C’était d’ailleurs la première fois en 51 ans d’histoire que le Super Bowl était remporté par une équipe victime d’une interception ramenée jusqu’à la zone des buts. C’était 12-0 pour l’équipe auteure du touché auparavant.

Bill Belichick et Tom BradyCe sera toujours matière à argumentation, et chacun a sa pensée à ce sujet, mais Brady m’a personnellement convaincu avec cette épatante remontée qu’il est le plus grand de tous les temps à sa position.

La raison pour laquelle je le place en première position est l’ère dans laquelle il évolue. Le général des Pats joue à une époque où le marché de l’autonomie fait une énorme différence. Depuis son entrée dans la NFL, en raison du plafond salarial, il a dû s’aligner avec un renouvellement continuel du noyau l’entourant.

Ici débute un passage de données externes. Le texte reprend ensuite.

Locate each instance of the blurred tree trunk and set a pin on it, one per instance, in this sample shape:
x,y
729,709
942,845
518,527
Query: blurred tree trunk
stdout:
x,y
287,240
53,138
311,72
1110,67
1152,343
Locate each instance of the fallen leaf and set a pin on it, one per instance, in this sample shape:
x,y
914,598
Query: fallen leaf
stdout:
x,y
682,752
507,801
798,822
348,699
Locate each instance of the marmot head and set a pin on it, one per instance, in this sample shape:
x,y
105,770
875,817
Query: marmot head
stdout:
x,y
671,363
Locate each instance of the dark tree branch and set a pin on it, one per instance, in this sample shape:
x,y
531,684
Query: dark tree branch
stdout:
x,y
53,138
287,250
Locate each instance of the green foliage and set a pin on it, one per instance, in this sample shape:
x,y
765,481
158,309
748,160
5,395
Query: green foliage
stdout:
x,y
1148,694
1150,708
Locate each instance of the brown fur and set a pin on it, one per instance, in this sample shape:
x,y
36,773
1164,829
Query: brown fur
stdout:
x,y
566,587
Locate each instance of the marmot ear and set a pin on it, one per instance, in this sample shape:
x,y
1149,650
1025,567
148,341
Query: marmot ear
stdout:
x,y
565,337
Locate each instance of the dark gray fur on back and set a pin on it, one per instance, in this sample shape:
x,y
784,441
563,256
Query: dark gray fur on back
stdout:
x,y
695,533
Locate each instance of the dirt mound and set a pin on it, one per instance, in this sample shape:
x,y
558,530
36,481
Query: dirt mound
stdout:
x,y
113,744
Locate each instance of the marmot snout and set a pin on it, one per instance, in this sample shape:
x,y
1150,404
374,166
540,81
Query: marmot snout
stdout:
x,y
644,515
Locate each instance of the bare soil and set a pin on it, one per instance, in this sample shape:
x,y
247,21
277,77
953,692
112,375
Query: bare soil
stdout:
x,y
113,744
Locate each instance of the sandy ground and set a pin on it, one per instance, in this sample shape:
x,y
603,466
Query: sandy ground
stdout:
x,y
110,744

Joe Montana et Terry Bradshaw ont été excellents, mais évoluaient tous les deux dans une ère où les équipes, si elles repêchaient bien, pouvaient conserver les services de leur noyau dur pendant une décennie. Pas mal plus facile de bâtir une dynastie!

Les Patriots, avec leur philosophie de ne pas payer les gros sous s’ils ne sentent pas le besoin de le faire compte tenu de leur système de jeu, ont un défi supplémentaire. À preuve, au cours des dernières saisons, on a laissé filer Chandler Jones et Jamie Collins, deux joueurs étoiles en défensive.

Cette fois, Brady a réalisé l’exploit en lançant le ballon à qui? Julian Edelman, Danny Amendola, Chris Hogan et Malcolm Mitchell. Il y a dans le lot deux joueurs non repêchés, un choix de septième tour et un choix de quatrième. C’est une valeur ajoutée pour lui dans l’évaluation de qui est le plus grand. En ce sens, les prouesses de Brady ont un cachet encore plus spécial.

Et avec la deuxième moitié de match à laquelle on a assisté dimanche, je peux vous confier que j’ai déjà hâte au botté d’envoi de la saison 2017, qui opposera les deux finalistes à Foxborough et la cérémonie de dévoilement de la banderole des champions. Que demander de mieux, me direz-vous!